How Does Paxlovid Work?
Paxlovid is an antiviral oral treatment that entails 2 types of medications and 3 pills total, all of which will be packaged together.
The following medications are included in Paxlovid:
- Nirmatrelvir (2 of the 3 pills): This drug inhibits a key enzyme that the SARS-CoV-2 virus requires to make virus particles. It prevents the virus from entering uninfected cells in your body, thus stopping the infection.
- Ritonavir (1 of the 3 pills): This drug was once used to treat HIV/AIDS. Today, it’s used to boost the levels of antiviral treatments. It serves to reduce the metabolism of the nirmatrelvir, allowing it to stay in your body for longer and thus work longer.
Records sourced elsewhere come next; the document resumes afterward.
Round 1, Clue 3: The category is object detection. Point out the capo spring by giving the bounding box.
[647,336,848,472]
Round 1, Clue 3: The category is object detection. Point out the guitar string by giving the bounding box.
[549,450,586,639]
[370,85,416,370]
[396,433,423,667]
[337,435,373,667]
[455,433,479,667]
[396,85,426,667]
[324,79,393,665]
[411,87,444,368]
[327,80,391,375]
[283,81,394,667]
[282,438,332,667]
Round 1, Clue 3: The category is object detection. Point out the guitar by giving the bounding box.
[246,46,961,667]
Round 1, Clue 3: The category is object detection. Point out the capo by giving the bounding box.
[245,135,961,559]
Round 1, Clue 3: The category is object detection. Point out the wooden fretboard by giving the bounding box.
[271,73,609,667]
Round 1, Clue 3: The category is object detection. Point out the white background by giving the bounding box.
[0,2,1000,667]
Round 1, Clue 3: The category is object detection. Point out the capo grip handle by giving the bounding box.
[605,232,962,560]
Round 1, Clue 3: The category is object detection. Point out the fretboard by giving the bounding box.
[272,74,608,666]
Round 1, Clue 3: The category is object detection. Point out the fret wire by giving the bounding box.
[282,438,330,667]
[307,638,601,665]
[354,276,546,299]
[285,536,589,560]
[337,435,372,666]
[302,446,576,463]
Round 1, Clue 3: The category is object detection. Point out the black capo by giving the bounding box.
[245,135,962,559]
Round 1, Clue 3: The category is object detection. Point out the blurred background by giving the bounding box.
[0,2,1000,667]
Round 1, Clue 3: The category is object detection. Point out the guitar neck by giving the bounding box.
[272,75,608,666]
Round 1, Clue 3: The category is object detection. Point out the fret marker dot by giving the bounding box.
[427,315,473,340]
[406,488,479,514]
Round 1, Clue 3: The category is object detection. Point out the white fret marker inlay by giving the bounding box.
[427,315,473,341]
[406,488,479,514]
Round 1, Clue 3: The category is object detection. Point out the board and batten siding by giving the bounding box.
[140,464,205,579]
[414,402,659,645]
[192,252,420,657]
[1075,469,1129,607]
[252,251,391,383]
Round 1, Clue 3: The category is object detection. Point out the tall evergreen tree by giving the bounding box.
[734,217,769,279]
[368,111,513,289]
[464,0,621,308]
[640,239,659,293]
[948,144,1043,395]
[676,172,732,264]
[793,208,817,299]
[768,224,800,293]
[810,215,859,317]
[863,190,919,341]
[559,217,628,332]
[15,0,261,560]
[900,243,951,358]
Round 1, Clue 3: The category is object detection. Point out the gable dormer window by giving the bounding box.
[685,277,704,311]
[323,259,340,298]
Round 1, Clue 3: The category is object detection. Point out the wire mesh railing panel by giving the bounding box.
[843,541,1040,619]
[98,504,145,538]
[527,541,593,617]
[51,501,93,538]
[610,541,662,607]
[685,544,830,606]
Implications for Patients with Long COVID & ME/CFS
Assuming the Paxlovid trial goes well in January 2023, this could suggest considerable positive implications for patients who suffer from long COVID and Myalgic Encephalomyelitis/Chronic Fatigue Syndrome (ME/CFS). The latter is a serious chronic disease that severely impairs patients’ day-to-day functioning, resulting in symptoms like:
- Impaired function
- Post-exertional malaise
- Sleep impairment
- Gastrointestinal and genitourinary issues
While the causes of ME/CFS are unknown, many individuals remain sick after acute infection with symptoms persisting for at least 6 months following the infection. Of the 2.5 million Americans who have been diagnosed with ME/CFS, at least one-quarter of affected patients will be bedbound or housebound at some point during the illness and may not ever regain normal pre-infection functioning—circumstances similar to what those affected by long COVID experience after contracting the SARS-CoV-2 virus.
The possibility that the new 2023 Paxlovid study can shed more light on infection-associated diseases after the acute infection phase ends has offered many affected Americans hope, leading the medical community to dub the new COVID-19 treatment as “a gamechanger.”